Il y a quelques jours, j’ai fait une petite note sur l’histoire du 2, rue de Valenciennes et j’ai évoqué son actuel propriétaire. Aujourd’hui, pour continuer mon petit cycle, je vais essayer de répondre à cette question que vous vous posez tous, mais qui est la SNC 2 rue de Valenciennes ?

Réponse courte : une boite aux lettres.
Réponse longue : une boite aux lettres.

 

Cette Société en Nom Collectif, qui ne comporte pas de personnel, est en effet domiciliée par Sofradom au 102, avenue des Champs-Élysées à Paris, une adresse qui héberge un peu plus d’un millier d’entreprises. Plutôt que d’utiliser les Champs, j’aurais bien proposé la domiciliation par la même société au 155 de la rue du Faubourg saint-Denis, à moins de cinquante mètres de la propriété. C’est deux fois moins cher, mais il paraît que c’est aussi beaucoup moins classe…

Blague à part, une domiciliation de ce genre est assez fréquente et ne porte pas à conséquence, ça donne juste envie de creuser un peu plus.

La fiche d’identité de la SNC indique deux co-gérants, MM. Juan Oliver Mateu et Lasa Ignacio Donato. Ce dernier se présente comme membre « d’un petit groupe familial », formé avec ses frères et sœur et son « vieil oncle ». Même si l’aspect familial semble exact, une simple enquête journalistique aurait montré une situation bien différente…
Le registre du tribunal de commerce indique en effet que la SNC 2 rue de Valenciennes est détenue par trois sociétés distinctes, qui se sont réunies pour l’Assemblée Générale le 26 septembre 2011 :

  • Dolsaprom 2000 SLU, qui détient 1% des parts. Cette société espagnole est représentée par M. Ignacio Lasa Georgas1.
  • Guelnor SL, qui acquière à cette occasion 1% des parts, société espagnole représentée par M. Miguel Oliver Vicens2.
  • Pezulu Holding BV, détenant les 98% restants, société hollandaise représentée par ANT Management (Netherlands) BV, elle-même représentée par M. Pieter Bosse.

Cette dernière société est particulièrement intéressante : Pour l’avocat de M. Lasa, elle est simplement domiciliée à Amsterdam par ANT Management. Pourtant, le compte-rendu de l’AG est formel, non seulement ANT représente la SNC, mais en plus elle envoie un salarié, M. Pieter Bosse, qui préside l’Assemblée en tant que représentant l’actionnaire majoritaire. On est très loin d’une simple domiciliation comme Sofradom qui se contente de réexpédier le courrier.

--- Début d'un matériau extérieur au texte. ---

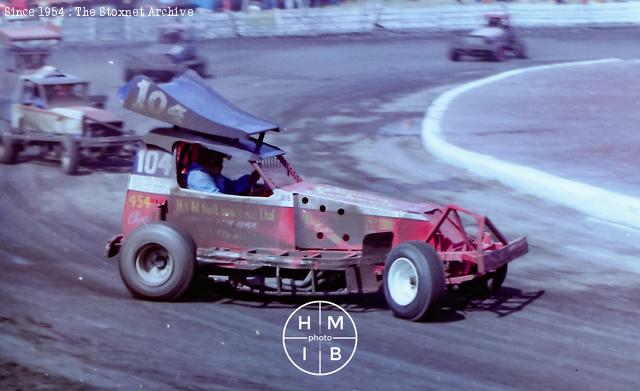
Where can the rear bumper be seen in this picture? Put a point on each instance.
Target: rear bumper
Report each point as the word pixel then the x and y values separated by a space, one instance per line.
pixel 494 259
pixel 97 142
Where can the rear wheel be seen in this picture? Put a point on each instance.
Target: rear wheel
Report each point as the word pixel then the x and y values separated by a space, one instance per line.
pixel 70 155
pixel 454 55
pixel 8 149
pixel 413 280
pixel 520 50
pixel 158 262
pixel 500 54
pixel 129 74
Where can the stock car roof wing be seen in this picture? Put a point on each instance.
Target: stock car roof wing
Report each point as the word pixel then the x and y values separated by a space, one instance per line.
pixel 246 149
pixel 187 102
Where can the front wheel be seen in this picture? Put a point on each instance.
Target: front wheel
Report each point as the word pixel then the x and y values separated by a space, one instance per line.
pixel 8 149
pixel 413 280
pixel 70 155
pixel 158 262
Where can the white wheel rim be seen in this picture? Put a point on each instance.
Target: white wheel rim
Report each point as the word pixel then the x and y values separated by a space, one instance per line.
pixel 402 281
pixel 154 265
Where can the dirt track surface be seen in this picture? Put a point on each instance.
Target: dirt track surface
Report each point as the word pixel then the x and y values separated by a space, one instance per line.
pixel 576 122
pixel 565 319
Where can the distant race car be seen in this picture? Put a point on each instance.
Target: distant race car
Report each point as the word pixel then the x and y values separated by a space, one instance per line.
pixel 28 43
pixel 55 112
pixel 175 53
pixel 285 235
pixel 496 41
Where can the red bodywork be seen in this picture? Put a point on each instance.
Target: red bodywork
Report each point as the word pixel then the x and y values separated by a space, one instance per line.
pixel 310 226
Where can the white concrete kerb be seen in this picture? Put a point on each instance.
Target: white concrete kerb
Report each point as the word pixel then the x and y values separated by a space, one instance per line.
pixel 591 200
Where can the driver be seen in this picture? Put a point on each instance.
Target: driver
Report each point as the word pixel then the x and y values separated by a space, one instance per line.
pixel 62 91
pixel 205 174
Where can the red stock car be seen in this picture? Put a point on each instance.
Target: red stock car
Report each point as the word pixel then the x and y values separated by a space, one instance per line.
pixel 285 236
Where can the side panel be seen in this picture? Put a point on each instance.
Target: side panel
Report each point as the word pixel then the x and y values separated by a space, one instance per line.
pixel 62 122
pixel 235 222
pixel 322 223
pixel 150 184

D’autant que M. Pieter Bosse n’est pas n’importe qui au sein de ANT. Son profil Linkedin montre qu’il était « Managing Director » de ANT Trust and Corporate Services NV, maison-mère de ANT Management, de 2007 à 2013. Il était même, en 2010 et 2011, « Interim Managing Director » de ANT Caribean.
Les documents de la chambre du commerce des Pays-Bas montrent également que ANT est administrateur (« Bestuurder ») de Pezulu, avec le titre de « directeur ».

ANT trust, qui fait aujourd’hui partie du groupe luxembourgeois SGG, est une société financière présente dans le monde entier et notamment dans des paradis fiscaux. Les services rendus par cet ensemble de société couvrent la domiciliation et la gestion, bien sur, mais aussi l’optimisation fiscale.

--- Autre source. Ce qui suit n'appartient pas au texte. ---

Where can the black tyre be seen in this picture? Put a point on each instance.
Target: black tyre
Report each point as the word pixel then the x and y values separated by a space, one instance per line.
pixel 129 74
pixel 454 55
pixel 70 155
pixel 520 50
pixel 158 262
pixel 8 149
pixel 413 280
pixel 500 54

Notons que rien ne prouve que les propriétaires de l’immeuble utilisent les services de société outre-mer (ce qui ne serait de toute façon pas illégal en soi) : la chambre du commerce néerlandaise n’enregistrant pas les actionnaires s’ils ne sont pas uniques, on ne peut connaître directement les actionnaires de Pezulu. De fait, les Pays-Bas sont déjà considérés comme un paradis fiscal européen.

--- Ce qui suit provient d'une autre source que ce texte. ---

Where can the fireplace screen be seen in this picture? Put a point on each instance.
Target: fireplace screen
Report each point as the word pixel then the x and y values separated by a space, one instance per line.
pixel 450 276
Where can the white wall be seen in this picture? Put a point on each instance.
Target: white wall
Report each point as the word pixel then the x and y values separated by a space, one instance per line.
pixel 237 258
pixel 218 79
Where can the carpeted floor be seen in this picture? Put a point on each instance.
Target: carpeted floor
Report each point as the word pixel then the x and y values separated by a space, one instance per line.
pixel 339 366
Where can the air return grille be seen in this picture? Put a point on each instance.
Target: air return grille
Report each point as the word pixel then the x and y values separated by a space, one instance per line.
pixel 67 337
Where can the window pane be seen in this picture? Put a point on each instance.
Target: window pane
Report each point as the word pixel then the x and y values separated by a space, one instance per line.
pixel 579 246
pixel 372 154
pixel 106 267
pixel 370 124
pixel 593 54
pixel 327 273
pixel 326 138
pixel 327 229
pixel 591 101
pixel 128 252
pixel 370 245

Car, je vous le dis tout net, j’ai beaucoup de mal à croire M. Lasa Georgas lorsqu’il dit que ce montage financier ne génère aucun avantage fiscal. Je ne m’avancerai pas sur ce sujet, car je suis loin de maîtriser l’art de la finance, mais la technique consistant à faire remonter les bénéfices vers un pays à la fiscalité faible est a priori un grand classique. Est-elle utilisée dans ce cas ? Les huit derniers comptes sociaux sont disponibles ici, je suis preneur de toute explication, notamment sur les capacités à se désendetter lorsque le résultat net est négatif.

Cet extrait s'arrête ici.